Bethany Silvis, Marketing Coordinator at Kerkering, Barberio & Co. saw the need to start making their website more accessible after reading articles about law firms being targeted for non-compliance. In the summer of 2019 alt tags were added to all photos. Earlier this year the UserWay widget was added to their website. The UserWay Accessibility Widget is an AI-based auto-remediation technology that measures, monitors and fixes accessibility violations without requiring changes to your website’s existing code. “We have received great feedback from clients and contacts and encourage our employees to share this feature with clients,” says Silvis.

You may also consider hiring a company to repair your website and provide more comprehensive monitoring. McKee suggests you ask potential vendors the following questions:

  1. How do you manually test for accessibility?
  2. Do you offer HTML remediation?
  3. Who are you affiliated with? For example, International Association of Accessibility Professionals.

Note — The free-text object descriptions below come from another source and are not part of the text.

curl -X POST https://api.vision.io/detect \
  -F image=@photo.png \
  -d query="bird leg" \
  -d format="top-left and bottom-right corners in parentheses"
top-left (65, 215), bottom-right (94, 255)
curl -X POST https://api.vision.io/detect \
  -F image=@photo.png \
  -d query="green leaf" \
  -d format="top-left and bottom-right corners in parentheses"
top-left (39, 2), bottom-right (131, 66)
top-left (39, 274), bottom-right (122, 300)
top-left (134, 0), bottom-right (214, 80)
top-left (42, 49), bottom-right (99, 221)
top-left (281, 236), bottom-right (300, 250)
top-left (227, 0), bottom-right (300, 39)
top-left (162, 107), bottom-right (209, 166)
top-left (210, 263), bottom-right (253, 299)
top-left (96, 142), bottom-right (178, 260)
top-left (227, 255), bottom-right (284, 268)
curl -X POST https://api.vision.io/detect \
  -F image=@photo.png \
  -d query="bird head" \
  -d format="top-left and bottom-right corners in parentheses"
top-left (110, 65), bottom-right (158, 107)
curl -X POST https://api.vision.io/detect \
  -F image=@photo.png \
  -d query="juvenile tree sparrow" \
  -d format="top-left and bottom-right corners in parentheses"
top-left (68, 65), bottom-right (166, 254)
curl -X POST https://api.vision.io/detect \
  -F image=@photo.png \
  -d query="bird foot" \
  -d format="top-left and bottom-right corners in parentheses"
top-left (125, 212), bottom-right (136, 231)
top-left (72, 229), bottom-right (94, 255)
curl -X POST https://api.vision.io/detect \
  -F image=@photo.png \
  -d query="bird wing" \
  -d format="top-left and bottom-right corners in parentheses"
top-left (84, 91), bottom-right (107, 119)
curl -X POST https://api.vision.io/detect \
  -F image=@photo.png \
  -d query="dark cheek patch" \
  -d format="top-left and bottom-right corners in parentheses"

Consequences of Non-Compliance

Are accounting firms in danger of being sued over non-ADA compliant websites? We will not know until it happens and the largest firms with the deepest pockets are more likely to be impacted.

By making a concerted effort to achieve reasonable accessibility for website visitors with disabilities now, you can get ahead of the curve in developing a compliant website and avoid potential lawsuits. Also, designing a compliant website can lead to better ranking on search engines.

Making our websites more accessible is not just to avoid a lawsuit. With nearly 20 percent of people in the United States affected by a disability, accessibility is the right thing to do.